The Santa Fe Trail, which winds its way between Missouri and Santa Fe, became
an important commercial route to the West. Santa Fe developed into a bustling trade
center from which caravans continued on to northern Mexico along the Camino Real,
or to California along the Old Spanish Trail. During this period, "mountain
men," fur traders and merchants of various nationalities came to New Mexico,
many of whom married into Mexican families and became influential in local politics
and commerce. The growing pains of the young Mexican nation, however, did not allow
much attention or many resources to be allocated to this distant province. Isolated,
generally ignored by the central government, and continually harassed by hostile
lndian tribes, New Mexico became increasingly vulnerable to external influence and
The most notable event of this period occurred in 1836, when the Mexican Republic
dispatched Albino Perez to New Mexico to assume the governorship and implement a
new government. Perez' administration met immediate opposition. Since 1821, most
of New Mexico's governors had been native New Mexicans, and the new governor was
considered an outsider. Worst of all, Perez replaced many local officials, and instituted
plans for new taxes.
On August I, 1837, a group in northern New Mexico issued a proclamation denouncing
the new administration. This protest quickly escalated into a full scale revolt
which Governor Perez attempted to suppress with a small and badly equipped militia
company. Perez' force was overwhelmed by the rebels near Black Mesa, south of present-day
Española. Perez was later captured and beheaded. Despite this victory, the
rebels did not succeed in their efforts to establish a new government. The influential
merchants and rancheros of the rio abajo did not lend their support to the revolt,
and when a squadron of Dragoons from Mexico arrived at Santa Fe in January 1838,
the short lived Revolt of 1837 came to a bloody end.

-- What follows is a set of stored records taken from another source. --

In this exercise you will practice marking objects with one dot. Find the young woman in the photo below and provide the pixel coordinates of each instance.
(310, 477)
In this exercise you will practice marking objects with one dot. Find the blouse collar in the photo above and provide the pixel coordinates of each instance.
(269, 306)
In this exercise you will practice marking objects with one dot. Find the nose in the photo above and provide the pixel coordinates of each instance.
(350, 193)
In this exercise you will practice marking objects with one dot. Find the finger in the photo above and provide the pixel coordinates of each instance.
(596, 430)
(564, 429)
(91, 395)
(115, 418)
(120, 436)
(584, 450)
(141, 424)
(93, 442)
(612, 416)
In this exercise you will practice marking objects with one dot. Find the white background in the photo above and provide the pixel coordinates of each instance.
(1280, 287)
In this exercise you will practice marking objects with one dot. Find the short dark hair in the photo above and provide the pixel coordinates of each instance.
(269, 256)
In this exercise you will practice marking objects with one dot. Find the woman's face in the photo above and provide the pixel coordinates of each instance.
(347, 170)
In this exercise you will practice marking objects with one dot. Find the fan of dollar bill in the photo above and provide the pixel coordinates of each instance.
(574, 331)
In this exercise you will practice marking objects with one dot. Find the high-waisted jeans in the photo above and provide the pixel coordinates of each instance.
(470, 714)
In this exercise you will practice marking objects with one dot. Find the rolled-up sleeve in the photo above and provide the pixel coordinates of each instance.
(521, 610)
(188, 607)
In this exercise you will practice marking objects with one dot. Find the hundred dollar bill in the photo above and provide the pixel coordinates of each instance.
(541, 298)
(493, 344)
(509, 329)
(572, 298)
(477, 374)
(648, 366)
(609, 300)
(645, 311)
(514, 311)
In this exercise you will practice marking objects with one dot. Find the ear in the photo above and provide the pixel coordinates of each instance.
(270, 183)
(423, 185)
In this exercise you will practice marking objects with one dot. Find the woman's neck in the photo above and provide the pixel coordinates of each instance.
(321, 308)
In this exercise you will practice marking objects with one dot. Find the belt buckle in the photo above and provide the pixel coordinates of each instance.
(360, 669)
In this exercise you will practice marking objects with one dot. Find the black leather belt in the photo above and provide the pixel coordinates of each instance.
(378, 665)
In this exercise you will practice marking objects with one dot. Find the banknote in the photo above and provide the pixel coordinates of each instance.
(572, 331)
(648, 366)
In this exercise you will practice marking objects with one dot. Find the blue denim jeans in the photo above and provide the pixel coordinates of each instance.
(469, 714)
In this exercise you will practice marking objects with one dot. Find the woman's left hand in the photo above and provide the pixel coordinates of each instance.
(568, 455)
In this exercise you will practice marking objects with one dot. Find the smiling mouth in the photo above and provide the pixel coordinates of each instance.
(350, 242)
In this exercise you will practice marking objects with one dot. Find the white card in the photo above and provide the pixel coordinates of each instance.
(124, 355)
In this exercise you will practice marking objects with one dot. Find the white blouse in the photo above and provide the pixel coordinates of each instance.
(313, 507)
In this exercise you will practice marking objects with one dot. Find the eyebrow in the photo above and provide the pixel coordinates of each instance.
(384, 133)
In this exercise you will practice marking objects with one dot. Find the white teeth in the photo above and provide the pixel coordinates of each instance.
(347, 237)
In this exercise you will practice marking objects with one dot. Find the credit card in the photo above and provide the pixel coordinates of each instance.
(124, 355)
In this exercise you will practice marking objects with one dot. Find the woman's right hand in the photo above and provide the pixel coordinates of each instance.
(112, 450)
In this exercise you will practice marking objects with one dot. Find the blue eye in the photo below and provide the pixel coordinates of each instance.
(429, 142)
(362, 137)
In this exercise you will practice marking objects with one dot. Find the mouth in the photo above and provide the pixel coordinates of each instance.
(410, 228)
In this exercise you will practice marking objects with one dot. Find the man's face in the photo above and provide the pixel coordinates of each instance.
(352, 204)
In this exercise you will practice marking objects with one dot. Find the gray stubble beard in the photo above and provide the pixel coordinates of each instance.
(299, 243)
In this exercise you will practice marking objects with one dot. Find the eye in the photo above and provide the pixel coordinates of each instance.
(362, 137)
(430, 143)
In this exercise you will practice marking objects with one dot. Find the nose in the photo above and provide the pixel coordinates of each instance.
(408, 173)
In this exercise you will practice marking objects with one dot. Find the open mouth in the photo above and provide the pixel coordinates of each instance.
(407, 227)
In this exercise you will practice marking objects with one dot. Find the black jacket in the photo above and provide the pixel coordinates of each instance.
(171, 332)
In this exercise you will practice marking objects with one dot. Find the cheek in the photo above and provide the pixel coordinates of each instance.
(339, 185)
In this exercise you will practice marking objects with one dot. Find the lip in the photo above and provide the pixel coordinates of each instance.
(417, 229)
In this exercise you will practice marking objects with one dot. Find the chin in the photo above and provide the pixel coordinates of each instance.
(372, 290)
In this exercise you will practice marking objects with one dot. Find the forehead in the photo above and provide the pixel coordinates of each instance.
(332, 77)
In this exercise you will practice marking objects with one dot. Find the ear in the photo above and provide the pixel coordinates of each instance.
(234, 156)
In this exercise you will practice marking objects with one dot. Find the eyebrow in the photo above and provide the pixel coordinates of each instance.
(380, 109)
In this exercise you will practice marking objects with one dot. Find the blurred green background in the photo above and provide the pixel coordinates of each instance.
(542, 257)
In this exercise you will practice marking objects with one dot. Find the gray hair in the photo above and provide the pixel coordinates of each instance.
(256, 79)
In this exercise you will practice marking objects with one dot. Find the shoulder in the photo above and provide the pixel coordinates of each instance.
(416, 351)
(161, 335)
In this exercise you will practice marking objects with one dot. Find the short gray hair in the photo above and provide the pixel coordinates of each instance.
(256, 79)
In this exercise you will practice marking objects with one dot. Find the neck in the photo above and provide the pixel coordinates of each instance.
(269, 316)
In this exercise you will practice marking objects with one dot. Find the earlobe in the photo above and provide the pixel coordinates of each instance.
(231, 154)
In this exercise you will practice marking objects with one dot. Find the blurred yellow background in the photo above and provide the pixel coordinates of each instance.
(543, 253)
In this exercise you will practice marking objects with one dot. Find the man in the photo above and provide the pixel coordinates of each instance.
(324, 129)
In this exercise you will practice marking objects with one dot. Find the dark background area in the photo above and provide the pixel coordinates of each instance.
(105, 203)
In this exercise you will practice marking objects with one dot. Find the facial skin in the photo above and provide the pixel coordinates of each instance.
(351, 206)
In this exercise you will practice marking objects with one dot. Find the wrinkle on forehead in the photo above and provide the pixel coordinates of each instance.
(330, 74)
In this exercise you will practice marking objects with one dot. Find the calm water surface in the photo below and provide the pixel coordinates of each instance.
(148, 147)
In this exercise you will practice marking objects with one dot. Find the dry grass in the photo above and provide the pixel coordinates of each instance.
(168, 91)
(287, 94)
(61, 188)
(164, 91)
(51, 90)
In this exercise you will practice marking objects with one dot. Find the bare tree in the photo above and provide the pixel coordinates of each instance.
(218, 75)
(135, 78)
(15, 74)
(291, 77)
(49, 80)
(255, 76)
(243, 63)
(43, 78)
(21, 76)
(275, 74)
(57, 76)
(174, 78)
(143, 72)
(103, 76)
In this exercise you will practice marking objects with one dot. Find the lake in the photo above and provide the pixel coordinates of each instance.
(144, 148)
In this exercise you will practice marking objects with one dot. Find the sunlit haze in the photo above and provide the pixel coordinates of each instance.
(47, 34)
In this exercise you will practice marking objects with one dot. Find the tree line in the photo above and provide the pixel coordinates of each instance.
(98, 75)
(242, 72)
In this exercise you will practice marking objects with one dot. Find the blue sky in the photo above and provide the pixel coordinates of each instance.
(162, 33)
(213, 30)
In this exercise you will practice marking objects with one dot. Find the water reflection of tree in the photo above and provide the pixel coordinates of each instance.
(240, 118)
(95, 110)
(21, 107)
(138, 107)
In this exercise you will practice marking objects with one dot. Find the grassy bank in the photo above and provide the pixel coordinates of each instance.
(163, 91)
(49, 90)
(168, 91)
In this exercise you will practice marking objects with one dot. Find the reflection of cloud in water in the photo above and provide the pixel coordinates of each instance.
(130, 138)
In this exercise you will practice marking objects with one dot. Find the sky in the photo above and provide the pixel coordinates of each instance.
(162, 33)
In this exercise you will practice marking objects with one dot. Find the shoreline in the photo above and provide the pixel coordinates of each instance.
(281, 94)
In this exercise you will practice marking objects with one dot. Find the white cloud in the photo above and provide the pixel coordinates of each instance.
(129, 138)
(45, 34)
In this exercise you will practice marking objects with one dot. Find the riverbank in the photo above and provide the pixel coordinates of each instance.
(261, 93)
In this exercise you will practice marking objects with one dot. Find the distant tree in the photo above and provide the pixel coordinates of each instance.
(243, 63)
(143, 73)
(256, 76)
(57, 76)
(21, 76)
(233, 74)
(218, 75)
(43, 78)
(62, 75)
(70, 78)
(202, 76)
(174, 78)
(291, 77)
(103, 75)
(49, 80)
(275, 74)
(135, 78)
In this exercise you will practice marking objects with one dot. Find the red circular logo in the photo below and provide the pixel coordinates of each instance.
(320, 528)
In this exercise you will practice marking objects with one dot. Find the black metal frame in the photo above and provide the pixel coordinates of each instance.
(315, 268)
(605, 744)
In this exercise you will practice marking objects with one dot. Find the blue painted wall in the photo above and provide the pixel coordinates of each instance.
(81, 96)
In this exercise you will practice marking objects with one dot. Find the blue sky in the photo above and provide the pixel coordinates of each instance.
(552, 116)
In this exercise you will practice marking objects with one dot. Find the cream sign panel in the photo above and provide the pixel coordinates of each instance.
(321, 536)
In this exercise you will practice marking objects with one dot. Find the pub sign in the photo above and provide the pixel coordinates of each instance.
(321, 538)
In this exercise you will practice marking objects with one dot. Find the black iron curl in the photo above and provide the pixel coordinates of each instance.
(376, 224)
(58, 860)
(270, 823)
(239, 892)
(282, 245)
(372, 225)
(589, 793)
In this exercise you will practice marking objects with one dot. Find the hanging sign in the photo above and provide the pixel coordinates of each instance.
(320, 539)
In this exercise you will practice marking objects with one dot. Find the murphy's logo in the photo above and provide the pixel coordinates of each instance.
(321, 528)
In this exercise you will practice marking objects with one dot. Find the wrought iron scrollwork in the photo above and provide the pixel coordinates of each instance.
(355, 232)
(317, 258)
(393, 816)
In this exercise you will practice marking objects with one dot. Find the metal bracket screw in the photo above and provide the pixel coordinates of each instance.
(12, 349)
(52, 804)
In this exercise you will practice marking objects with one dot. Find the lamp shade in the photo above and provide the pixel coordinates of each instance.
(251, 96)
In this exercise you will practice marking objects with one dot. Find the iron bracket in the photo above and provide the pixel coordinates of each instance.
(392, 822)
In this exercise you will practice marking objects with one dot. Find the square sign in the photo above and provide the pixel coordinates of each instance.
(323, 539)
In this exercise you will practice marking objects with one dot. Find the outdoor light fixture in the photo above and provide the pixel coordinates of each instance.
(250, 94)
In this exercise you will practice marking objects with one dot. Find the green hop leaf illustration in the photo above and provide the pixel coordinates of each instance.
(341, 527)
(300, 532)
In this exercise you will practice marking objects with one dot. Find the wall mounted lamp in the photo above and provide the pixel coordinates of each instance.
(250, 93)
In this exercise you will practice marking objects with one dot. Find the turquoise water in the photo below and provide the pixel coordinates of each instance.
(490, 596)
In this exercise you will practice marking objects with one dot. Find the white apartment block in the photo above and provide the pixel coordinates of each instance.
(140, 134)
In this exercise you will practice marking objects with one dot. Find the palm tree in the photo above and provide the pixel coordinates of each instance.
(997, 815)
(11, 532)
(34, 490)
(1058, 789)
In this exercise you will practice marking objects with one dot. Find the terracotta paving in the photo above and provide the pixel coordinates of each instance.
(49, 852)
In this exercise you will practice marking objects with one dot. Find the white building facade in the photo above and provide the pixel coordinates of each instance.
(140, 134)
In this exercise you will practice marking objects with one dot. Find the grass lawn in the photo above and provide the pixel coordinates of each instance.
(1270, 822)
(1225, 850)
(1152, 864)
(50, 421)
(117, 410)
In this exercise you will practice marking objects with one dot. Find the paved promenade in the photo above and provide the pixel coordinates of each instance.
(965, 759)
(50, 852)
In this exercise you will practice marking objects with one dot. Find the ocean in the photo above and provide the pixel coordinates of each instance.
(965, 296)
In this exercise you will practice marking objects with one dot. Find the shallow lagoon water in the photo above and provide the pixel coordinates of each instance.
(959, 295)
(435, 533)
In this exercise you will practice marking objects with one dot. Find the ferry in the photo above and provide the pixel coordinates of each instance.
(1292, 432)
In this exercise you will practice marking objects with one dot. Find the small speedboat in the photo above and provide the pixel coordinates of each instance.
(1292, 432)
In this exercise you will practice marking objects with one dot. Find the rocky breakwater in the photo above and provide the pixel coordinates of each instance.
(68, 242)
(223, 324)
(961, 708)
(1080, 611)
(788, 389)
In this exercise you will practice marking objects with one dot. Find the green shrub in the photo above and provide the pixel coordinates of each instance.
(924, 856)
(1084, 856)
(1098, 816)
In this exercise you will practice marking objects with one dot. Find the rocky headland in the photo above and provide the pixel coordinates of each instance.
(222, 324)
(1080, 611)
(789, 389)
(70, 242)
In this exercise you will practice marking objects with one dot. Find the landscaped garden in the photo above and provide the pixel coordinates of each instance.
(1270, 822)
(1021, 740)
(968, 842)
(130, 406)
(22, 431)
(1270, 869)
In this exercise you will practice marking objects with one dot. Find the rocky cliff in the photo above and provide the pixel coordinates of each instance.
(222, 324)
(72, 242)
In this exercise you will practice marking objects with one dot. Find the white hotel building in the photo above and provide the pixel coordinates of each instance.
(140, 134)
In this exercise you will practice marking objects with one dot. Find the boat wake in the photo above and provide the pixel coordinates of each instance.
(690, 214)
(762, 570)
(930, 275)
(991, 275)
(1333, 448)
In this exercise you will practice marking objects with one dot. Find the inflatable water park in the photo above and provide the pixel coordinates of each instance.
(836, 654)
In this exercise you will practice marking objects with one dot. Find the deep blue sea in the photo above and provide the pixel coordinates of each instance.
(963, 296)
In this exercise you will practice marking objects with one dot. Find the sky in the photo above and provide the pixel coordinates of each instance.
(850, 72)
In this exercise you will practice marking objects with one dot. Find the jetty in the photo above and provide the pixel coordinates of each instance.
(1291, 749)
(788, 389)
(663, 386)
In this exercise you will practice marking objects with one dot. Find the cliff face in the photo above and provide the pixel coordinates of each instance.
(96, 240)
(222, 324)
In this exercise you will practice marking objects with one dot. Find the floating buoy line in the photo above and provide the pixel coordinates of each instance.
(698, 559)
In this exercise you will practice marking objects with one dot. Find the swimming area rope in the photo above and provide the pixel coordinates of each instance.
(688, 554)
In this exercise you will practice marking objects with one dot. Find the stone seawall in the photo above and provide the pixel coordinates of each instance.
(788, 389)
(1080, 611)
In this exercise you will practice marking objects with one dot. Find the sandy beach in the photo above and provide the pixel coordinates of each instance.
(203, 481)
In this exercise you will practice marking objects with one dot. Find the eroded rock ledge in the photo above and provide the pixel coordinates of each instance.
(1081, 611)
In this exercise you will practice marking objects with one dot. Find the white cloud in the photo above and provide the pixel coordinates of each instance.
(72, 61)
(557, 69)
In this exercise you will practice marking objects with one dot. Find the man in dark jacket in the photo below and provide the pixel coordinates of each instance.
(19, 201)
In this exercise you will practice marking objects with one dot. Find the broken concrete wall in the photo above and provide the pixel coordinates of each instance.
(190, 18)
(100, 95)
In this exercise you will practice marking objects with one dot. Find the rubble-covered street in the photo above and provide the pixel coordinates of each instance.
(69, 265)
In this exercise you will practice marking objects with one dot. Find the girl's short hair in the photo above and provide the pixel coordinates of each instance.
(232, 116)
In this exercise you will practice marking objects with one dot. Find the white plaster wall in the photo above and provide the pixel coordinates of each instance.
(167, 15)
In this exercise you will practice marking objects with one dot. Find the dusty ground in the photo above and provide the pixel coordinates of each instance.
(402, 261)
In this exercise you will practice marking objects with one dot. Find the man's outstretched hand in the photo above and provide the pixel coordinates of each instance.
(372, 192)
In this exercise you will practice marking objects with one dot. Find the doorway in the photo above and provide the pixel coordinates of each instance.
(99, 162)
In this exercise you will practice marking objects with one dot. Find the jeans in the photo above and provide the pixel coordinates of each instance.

A quarter century of Mexican rule in New Mexico ended in 1846. On May 13, 1846,
the United States Congress declared war with Mexico, and three months later, General
Stephen Watts Kearny and his Army of the West marched along the Santa Fe Trail into
New Mexico's undefended northern frontier. Governor Manuel Armijo declared his intention
to confront the American army at Apache Canyon, east of the capital, but, in a series
of secret meetings with representatives of the American government, Armijo was persuaded
not to resist Kearny's forces and instead fled south to El Paso. General Kearny
entered Santa Fe on August 18, 1846, and took possession of New Mexico without firing
a shot. It was a bloodless conquest, accomplished through diplomacy and guile, much
as Diego de Vargas had done during the reconquista of 1692.
On September 22, 1846, General Kearny instituted the Kearny Code, a new set
of laws under which New Mexico was to be governed. To administer these new laws,
General Kearny appointed Charles Bent as the first civil governor of New Mexico,
Donaciano Vigil as Territorial Secretary, and numerous other officials.
For the next several months, while war raged in Mexico, all seemed quiet
in New Mexico.
But the quiet was deceptive. While the Americans organized a new government
in the ancient Spanish capital, plans were being hatched to rid New Mexico of its
latest conquerors. Rumors of an impending uprising reached Santa Fe in late December,
1846, and several suspected leaders were arrested. But these actions did not quell
the mounting unrest, and on January 19, 1847, Charles Bent, the recently appointed
governor, along with several other local officials, were killed at Taos. The northern
New Mexico insurrection known as "The Revolt of 1847," had begun.
The revolt quickly spread, but the American army responded decisively. Following
a series of battles at Santa Cruz de La Cañada and Embudo in late January,
the New Mexicans retreated and set up a defensive position centered around the church
of San Jeronimo at Taos Pueblo. After a furious two day battle which began on February
3, 1847, the insurrection was broken and many prisoners taken. A series of tragic
trials followed at which a number of the survivors were tried for murder and treason.
During the following weeks, nearly two dozen New Mexicans were hanged.